Amazing, gun and guy
Very glad you kept it in the family


----------



## 911 (Sep 18, 2019)

hollydolly said:


> I understand that. I'm an avid Diary keeper, still in longhand, not on the computer,  and I can't tell you how many diaries I have now, and yes it's fascinating sometimes to read back, and realise how much I'd forgotten..

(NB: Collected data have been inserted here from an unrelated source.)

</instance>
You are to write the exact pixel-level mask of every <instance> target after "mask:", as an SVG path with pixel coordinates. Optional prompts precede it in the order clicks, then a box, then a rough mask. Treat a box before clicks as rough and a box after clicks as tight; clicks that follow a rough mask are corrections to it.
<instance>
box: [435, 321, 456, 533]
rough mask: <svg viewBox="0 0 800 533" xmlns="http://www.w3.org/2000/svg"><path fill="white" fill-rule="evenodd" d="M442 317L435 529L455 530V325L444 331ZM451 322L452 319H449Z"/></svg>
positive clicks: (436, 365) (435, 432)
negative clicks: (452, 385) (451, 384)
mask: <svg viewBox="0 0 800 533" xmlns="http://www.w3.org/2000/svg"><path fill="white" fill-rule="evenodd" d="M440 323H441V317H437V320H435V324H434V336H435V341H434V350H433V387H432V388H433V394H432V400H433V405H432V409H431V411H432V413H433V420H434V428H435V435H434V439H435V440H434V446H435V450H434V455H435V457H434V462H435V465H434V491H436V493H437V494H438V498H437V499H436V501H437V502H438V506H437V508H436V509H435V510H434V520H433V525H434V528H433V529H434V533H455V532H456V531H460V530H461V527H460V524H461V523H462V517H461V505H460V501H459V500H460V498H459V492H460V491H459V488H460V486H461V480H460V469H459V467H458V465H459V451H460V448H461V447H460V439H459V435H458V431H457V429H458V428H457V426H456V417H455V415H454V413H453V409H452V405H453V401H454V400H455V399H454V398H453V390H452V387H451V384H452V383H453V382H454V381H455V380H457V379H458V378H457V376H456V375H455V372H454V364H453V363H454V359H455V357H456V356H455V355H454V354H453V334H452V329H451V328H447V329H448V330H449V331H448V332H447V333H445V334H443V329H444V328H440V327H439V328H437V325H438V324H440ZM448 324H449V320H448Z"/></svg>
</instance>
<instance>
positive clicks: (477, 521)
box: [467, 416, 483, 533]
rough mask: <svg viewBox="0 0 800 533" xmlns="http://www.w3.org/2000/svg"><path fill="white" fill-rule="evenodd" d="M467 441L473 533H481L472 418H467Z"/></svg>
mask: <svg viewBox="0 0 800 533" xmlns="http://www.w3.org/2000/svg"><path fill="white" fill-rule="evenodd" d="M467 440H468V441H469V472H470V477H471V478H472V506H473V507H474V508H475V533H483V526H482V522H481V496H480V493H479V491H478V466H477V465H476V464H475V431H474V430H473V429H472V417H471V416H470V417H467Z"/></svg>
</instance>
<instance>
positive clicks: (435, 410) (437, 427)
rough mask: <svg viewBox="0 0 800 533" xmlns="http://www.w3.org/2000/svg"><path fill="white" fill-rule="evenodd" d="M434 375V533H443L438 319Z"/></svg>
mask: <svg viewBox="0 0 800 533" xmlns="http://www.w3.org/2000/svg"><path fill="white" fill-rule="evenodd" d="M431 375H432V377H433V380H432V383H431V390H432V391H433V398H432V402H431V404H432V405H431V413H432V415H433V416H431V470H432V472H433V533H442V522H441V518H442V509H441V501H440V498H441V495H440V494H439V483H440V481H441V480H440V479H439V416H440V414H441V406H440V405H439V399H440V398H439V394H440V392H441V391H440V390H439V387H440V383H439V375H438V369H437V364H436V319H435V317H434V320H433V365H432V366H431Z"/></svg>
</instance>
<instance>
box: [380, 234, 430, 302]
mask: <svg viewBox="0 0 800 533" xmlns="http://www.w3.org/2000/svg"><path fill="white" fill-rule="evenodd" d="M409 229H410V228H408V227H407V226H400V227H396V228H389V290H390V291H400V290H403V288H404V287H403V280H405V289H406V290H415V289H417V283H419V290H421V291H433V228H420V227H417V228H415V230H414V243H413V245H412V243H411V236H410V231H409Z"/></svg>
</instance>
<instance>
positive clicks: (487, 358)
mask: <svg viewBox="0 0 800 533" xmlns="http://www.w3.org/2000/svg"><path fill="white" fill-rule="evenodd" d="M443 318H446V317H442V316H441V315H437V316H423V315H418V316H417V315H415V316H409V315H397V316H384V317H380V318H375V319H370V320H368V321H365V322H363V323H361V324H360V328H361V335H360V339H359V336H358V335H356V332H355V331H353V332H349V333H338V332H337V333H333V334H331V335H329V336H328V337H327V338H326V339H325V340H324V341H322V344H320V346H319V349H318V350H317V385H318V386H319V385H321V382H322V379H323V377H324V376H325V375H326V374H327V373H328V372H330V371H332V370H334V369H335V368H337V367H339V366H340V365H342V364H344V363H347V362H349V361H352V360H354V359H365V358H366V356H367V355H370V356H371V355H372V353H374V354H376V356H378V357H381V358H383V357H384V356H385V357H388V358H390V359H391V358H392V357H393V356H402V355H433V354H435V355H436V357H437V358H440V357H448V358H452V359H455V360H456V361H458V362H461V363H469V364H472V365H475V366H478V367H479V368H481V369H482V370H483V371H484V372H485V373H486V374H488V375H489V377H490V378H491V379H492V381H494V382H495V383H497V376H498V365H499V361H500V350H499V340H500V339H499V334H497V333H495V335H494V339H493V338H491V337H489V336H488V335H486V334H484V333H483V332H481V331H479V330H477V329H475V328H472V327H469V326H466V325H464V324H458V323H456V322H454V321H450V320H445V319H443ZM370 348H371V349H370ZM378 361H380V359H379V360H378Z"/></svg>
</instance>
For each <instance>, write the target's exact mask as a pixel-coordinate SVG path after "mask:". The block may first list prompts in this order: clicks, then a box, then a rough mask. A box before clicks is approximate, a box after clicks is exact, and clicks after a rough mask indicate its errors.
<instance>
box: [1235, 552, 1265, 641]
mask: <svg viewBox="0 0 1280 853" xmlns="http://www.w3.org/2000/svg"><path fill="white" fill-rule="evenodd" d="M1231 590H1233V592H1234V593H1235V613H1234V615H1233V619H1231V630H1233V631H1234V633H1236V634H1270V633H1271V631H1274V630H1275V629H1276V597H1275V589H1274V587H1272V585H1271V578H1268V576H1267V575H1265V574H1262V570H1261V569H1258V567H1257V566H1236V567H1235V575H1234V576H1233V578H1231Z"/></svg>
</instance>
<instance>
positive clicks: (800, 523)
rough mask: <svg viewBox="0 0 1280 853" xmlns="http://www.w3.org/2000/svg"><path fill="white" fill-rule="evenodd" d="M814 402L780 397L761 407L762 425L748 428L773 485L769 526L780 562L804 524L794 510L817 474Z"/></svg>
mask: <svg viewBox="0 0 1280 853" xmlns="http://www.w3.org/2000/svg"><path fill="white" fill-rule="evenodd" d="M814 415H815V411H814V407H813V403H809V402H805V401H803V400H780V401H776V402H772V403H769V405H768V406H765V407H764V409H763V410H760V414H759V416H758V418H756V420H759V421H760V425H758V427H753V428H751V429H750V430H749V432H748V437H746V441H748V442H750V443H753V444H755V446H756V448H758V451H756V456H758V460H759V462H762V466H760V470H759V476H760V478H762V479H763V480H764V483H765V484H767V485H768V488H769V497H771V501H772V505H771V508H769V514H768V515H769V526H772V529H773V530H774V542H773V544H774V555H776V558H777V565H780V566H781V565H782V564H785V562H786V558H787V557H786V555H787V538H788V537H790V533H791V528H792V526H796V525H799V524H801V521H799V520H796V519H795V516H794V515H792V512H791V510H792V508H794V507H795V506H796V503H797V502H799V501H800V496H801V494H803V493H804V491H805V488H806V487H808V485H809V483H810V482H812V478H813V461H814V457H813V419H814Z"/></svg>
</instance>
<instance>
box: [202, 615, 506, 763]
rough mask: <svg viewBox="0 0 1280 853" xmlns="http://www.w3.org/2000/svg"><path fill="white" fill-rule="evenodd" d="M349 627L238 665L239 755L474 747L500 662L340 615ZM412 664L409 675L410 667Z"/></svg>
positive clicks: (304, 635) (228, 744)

I like keeping a journal as do a lot of men, especially making journal entries about our job. As a State Trooper, there were always a lot of entries to make. Occasionally, I like to reflect back on those days when I was younger, but not as a rookie. I worked mostly third shift, so I had some slow nights, which I was also thankful for.


----------



## norman (Sep 18, 2019)

My baseball card collection...  The baseball cards were in bubble gum packs and I had at least two Mickey Mantle Cards at one time.  We carried them in our pockets to school with a rubber bands around them and traded them all the time.  The Yankees were my favorite team and I had most of the players, maybe all of them,  don't remember that was at least 70 years ago..ugg  As I lost interest we pinned them on the cloths line with a wooden cloths pin and shot them as targets then threw them away.  My next collection hobby was pocket knives, now I just collect dust.   lol     p.s.  I read that a Mickey Mantle rookie card today is worth over $50,000.00 today. lol


----------



## Victor (Oct 8, 2019)

You can try to buy your missing stuff on Ebay.
I did that. First thing I ever bought were Davy Crockett cards
that I display.


----------



## jujube (Oct 8, 2019)

I'd like to have my marbles back.  I lost them somewhere along the way.


----------



## gennie (Oct 8, 2019)

Wish I still had:  complete set of Foxfire books, and my vinyl records.


----------



## peppermint (Oct 14, 2019)

I have a great collection of pictures....I mostly love the one I'll show....My Dad..  My Hero....Passed away at 87 years old...
He looks so like my brother....My brother is younger then me....I discovered this picture in a large box of papers....
Love You Dad, Always....


----------



## moviequeen1 (Oct 18, 2019)

In the 60's and 70's had a collection of LP's I played on a stereo record player
I never thought  the LP would make a 'comeback' like it has past couple of yrs
I guess 'what's old is new again'


----------